Gizmodo‘s William Turton, meanwhile, suggested that the issue was less about Friday’s incident and more about what’s likely to happen next.
“No matter who did it, we should expect incidents like this to get worse in the future,” Turton wrote. “While DDoS attacks used to be a pretty weak threat, we’re entering a new era.”
Part of the reason for Turton’s rationale has a lot to do with the tactics used. As Ars Technica explains, the culprit here is a botnet platform called Mirai, the code for which was released publicly a few weeks ago. Mirai works like this: It exploits connected devices using known vulnerabilities in a variation of Linux commonly used by items like DVRs, cameras, or security systems.
These exploits are then used to push out tons of junk data to servers—in this case, the domain name service (DNS) provider Dyn—in what’s called a distributed denial of service attack (DDoS). Since websites, email addresses, and servers rely on DNS to tie numerical addresses to domains, it means nothing can get through, and you’re stuck twiddling your thumbs.
Such an attack can limit your ability to communicate: Security researcher and journalist Brian Krebs had his website paralyzed by a massive botnet attack a month ago using the same approach as Friday’s attack.
The strategy of turning common home devices into bots is even more problematic than with computers, because traditionally there has been little incentive on the part of manufacturers to fix these vulnerabilities. (That said, Friday’s attack did lead a Chinese manufacturer to recall its devices.) Therefore, it creates a situation where many more devices can be used to attack the internet than previously was possible—and it’s going to be hard to get the genie back into the bottle.
Friday’s attack was bad. The next one could be even worse.
Contingency Is the Word
Now, odds are low that an attack like this is going to be directly aimed at your organization. (Though there are plenty of other kinds of cyberattacks that might be.)
Instead, the impact with attacks like these is more likely going to be to pieces of infrastructure you use—your cloud service, your email provider, your association management system platform, or (as was the case on Friday) prominent social networks like Twitter.
And these attacks are on the rise, with the latest edition of the Verisign DDoS Trends Report [PDF] revealing a 75 percent year-over-year increase in such attacks, with nearly half of such attacks (45 percent) affecting IT services and cloud-based platforms, and 23 percent involving the financial sector.
As the Verisign report infers, the problem is that such attacks are fairly unpredictable in nature. You don’t know how bad such attacks are going to be and how damaging they can be to your infrastructure. In other words, they work a lot like another kind of unexpected event that can prevent your organization from completing its job: a big storm, much like Hurricane Matthew, which hit the East Coast earlier this month.
That storm clearly had a negative effect on local communities, power systems, and getting work done. Associations had to cancel events as a result of the storm as well. Now, while a DDoS attack doesn’t necessarily affect “meatspace,” as some folks on the internet call the real world, it does require a similar kind of thinking from your organization.
It’s important to be aware of the risks, and to build a strategy of your own, so you’re confident that your association can keep working even if you can’t connect to a necessary website or servers. Who do you need to reach out to if a service isn’t working? Are there backup services you can use if your cloud platform goes down? Is there a protocol for emailing your office if something breaks? If such an attack takes down your website or breaks the links in your email, how will you inform your members that something’s happening?

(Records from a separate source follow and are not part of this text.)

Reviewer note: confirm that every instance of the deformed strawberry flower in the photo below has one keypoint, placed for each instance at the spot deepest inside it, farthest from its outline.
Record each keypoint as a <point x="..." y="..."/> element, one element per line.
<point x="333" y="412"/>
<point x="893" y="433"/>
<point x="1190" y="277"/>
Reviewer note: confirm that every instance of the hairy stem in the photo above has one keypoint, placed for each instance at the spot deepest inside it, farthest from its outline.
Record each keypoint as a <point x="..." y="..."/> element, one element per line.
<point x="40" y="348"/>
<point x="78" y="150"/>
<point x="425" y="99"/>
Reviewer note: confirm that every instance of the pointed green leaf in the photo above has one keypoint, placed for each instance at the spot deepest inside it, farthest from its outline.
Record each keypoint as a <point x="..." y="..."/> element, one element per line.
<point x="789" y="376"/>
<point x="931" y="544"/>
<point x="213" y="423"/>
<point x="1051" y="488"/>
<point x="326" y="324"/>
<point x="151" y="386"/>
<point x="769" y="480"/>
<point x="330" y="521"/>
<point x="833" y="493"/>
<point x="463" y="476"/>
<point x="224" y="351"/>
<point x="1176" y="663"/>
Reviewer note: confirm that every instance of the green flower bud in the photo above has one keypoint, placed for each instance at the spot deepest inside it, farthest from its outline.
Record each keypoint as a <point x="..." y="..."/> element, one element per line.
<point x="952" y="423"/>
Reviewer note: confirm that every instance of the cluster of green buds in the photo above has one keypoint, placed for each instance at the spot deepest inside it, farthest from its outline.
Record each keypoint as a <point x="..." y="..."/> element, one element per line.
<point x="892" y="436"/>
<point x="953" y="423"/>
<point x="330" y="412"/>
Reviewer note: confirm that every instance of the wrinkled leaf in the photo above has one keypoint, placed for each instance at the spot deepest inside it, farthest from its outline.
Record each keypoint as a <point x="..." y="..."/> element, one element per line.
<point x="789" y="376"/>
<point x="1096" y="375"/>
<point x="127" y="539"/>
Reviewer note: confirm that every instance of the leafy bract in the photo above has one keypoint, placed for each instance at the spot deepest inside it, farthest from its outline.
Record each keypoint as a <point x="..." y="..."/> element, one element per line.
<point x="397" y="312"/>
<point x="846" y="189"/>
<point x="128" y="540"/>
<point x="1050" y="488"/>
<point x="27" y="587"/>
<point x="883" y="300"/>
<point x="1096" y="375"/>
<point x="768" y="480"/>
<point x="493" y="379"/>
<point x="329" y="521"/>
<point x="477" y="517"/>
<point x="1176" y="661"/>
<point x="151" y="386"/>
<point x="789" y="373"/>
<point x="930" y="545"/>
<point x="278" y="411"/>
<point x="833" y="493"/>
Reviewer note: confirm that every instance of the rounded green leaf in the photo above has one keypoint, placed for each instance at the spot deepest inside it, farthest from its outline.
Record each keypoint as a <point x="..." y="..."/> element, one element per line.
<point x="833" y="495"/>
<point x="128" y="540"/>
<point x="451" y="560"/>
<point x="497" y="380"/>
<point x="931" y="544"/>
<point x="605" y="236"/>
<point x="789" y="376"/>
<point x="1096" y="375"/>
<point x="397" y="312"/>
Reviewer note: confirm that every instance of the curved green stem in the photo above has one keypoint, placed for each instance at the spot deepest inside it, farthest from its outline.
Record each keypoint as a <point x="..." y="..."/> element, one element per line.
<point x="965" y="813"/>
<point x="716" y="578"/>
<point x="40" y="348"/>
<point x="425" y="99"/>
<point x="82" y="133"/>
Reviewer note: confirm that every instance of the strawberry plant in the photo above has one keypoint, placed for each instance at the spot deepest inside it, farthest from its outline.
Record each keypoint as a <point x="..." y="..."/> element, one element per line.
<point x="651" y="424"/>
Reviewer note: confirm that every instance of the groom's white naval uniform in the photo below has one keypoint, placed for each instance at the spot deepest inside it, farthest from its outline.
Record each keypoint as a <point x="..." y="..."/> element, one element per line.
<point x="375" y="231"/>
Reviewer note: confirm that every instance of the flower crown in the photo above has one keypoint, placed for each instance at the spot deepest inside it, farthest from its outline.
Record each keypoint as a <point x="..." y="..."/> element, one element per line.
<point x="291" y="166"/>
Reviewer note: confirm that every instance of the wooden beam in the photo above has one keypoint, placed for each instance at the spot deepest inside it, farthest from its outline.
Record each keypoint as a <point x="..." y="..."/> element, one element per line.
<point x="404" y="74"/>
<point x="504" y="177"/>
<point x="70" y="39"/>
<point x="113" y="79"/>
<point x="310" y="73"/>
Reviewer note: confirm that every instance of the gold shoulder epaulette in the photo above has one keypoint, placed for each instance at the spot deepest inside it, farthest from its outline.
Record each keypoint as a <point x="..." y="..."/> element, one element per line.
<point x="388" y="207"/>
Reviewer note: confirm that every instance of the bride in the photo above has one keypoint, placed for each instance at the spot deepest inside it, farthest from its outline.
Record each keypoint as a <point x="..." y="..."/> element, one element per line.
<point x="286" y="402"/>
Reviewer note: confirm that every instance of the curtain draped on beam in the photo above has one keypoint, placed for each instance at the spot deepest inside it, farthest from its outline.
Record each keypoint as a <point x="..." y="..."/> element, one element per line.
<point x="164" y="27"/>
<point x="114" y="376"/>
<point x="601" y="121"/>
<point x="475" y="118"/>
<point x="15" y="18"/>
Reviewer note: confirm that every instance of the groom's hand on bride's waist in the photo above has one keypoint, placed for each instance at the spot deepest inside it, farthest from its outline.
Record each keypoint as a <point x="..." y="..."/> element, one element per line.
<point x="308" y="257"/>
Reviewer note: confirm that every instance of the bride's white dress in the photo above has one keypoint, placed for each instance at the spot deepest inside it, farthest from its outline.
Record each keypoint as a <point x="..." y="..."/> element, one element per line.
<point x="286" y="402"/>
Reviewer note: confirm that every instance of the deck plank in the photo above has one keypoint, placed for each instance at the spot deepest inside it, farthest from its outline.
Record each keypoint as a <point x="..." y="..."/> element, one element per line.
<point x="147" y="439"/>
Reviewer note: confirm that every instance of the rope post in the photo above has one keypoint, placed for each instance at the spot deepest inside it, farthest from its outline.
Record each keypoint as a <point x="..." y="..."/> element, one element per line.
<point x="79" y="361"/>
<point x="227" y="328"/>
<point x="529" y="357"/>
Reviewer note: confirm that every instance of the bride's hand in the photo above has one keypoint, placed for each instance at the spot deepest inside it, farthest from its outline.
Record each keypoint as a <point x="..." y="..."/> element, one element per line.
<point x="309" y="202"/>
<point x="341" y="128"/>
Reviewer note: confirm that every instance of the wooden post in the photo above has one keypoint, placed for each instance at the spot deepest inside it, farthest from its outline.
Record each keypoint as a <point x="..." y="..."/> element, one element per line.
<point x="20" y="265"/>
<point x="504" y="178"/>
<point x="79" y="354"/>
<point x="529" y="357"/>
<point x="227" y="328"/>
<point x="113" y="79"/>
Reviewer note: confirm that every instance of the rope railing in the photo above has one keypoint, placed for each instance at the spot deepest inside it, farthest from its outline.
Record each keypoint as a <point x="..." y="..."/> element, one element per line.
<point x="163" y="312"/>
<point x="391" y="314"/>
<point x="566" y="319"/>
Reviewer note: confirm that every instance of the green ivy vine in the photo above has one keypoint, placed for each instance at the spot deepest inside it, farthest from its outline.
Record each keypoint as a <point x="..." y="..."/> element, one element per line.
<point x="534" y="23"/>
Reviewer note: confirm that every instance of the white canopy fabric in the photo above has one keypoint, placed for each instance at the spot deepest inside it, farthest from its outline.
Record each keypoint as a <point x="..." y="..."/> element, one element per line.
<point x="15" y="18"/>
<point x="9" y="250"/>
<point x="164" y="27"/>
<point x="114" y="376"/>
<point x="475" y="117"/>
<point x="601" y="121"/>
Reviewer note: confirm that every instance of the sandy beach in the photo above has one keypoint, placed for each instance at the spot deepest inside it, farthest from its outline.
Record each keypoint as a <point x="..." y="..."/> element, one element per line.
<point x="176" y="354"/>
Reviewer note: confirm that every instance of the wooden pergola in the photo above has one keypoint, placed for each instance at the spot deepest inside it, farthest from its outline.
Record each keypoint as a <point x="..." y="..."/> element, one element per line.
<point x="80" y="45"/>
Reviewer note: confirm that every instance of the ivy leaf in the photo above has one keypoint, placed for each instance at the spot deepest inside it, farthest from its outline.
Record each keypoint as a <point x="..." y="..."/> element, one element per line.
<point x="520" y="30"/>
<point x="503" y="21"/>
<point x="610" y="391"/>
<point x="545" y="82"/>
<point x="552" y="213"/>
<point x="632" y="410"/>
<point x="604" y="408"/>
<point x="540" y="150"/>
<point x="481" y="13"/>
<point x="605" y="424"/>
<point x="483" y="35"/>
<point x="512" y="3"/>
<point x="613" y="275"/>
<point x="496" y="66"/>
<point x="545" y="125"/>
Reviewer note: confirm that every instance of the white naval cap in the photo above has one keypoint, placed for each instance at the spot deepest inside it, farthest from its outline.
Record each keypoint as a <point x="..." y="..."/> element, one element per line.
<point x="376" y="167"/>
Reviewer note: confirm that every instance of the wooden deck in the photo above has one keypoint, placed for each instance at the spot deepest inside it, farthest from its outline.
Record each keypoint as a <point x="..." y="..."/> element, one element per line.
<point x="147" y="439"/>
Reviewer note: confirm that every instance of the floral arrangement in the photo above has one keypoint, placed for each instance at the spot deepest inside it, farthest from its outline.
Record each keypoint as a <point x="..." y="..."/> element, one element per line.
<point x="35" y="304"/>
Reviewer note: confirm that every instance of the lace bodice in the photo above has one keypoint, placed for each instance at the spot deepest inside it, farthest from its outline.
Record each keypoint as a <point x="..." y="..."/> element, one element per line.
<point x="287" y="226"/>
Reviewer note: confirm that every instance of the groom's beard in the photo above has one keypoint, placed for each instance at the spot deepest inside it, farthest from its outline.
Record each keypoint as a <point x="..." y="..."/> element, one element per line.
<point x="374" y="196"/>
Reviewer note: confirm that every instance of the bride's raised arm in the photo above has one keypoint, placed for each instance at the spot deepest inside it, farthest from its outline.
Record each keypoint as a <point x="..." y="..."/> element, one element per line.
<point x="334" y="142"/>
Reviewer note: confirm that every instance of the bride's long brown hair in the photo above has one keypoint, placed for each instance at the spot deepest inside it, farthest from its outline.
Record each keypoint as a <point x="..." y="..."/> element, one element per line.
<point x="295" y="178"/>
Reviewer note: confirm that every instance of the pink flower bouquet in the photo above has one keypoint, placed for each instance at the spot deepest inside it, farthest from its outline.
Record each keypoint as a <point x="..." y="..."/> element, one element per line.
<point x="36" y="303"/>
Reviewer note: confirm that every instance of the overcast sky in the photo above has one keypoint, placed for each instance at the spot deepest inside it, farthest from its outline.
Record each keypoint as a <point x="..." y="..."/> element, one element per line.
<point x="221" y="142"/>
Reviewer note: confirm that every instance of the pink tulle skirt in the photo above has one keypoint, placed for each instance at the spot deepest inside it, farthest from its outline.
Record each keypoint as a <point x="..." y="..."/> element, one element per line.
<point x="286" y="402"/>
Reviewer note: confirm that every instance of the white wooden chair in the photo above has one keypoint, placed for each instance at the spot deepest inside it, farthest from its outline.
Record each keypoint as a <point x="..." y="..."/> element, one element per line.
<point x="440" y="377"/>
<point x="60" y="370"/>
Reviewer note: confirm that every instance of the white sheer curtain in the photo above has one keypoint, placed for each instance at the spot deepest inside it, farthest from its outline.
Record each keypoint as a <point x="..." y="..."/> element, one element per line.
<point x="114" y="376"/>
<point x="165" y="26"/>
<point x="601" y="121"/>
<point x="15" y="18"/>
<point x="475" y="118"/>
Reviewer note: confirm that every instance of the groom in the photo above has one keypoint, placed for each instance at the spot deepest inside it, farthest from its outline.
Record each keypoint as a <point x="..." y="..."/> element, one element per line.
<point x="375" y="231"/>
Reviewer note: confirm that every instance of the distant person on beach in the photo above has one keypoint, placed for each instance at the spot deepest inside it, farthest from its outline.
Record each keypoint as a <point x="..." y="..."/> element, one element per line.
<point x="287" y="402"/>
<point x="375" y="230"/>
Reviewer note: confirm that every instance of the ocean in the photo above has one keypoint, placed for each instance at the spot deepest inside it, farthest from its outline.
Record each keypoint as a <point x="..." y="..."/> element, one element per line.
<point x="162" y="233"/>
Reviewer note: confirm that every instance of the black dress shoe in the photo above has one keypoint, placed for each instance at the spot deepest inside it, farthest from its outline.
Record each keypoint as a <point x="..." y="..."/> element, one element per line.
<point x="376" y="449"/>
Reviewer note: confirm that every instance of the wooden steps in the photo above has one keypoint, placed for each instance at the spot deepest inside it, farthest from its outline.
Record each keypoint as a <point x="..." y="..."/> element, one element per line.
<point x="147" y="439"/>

And when the attack is over, what lessons can you take from the incident to inform your strategy the next time around?
Like hurricanes, snowstorms, or mass transit troubles, DDoS attacks are nothing new. But unlike those issues, there’s a strong possibility that shifts in the online climate could make these issues more frustrating in the future.
However, that doesn’t mean that you should just let these issues ruin your day. Arm your organization with information. And make sure there’s a plan B hanging around.